Stapleton Kearns said...

Jeff:
I did know about them. I thought about putting in an application. But I am not really a student, I guess. I would love to go over there and paint with them. I don't think I know any of them.They are going for a Hudson river school approach rather than the impressionist thing I favor, but there are great painters today working from that standpoint. Joe McGurl,and Sergio Roffo come to mind. Bill Davis and Don Demers also....Stape
.............Stape

Stapleton Kearns said...

Jesse:

I think outdoor painting is a really different mindse5t than the studio, that's for sure. Have you read John Carlson. He does a chapter on all of the different ways you could handle the same landscape depending on what you want to feature. It really explains how to get there.
......Stape

Stapleton Kearns said...

Jeremy:
And market too.

jeff said...

Anyone interested in landscape painting should buy the Carlson and Payne books. They have a wealth of information that I find I go back to time and time again. Payne's composition thumbnails are a must.

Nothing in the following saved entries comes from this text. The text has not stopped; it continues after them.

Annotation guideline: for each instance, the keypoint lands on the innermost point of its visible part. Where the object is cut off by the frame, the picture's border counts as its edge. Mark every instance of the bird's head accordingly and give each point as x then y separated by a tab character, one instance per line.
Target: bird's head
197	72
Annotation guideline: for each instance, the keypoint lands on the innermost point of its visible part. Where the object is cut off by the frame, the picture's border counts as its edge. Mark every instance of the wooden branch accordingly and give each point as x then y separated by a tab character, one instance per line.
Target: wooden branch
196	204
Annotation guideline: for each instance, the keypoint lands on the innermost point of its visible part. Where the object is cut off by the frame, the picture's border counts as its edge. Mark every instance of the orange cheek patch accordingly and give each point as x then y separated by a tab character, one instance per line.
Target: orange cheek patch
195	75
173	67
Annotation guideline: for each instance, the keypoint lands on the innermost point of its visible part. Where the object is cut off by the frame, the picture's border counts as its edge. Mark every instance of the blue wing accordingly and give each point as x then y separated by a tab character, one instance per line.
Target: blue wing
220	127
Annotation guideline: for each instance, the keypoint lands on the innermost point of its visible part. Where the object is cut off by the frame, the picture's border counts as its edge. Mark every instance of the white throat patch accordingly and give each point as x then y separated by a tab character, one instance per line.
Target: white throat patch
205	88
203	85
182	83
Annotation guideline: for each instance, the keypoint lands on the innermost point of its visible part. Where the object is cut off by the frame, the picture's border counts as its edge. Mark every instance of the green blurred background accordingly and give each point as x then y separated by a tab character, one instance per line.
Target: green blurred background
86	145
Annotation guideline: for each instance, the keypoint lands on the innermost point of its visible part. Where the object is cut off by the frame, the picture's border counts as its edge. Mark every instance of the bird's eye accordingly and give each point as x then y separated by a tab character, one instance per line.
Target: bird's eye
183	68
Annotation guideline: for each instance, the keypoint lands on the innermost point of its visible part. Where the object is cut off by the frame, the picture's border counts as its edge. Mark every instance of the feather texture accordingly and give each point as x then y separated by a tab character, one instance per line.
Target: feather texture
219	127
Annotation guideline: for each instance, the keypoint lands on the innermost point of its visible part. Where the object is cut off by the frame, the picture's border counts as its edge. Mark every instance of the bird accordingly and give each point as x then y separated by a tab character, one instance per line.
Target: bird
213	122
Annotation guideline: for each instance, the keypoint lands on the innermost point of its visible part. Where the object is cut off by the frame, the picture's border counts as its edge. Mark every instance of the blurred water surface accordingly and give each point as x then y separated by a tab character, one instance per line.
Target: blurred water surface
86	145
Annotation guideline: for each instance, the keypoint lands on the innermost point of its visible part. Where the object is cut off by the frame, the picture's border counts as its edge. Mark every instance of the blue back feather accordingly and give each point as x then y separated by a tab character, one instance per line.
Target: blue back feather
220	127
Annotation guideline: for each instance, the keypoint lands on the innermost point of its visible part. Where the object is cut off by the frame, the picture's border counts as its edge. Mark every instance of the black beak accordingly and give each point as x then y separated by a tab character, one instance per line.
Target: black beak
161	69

Some of Carlson's technical data is a but dated such as his use of kerosene for brush cleaner and the info on Cadmium Yellows ans Lead white.

john iorio said...

Yes, but I would add this: a landscape artist can be just as thoughtful about each stroke as an artist slaving away in a garrett. My personal style is to elimainate stroke and depict nature in terms of pure color shape. I obsess about each color placement just as much as some old 19th century master painting a nude .... I like your analysis, because it brings an air of intellect and responsibilty to landscape work. Too long plein -air art was looked on as inferior, or anecdotal. A maine lanscape can be every bit as deep as a David studio painting in terms of paint placement.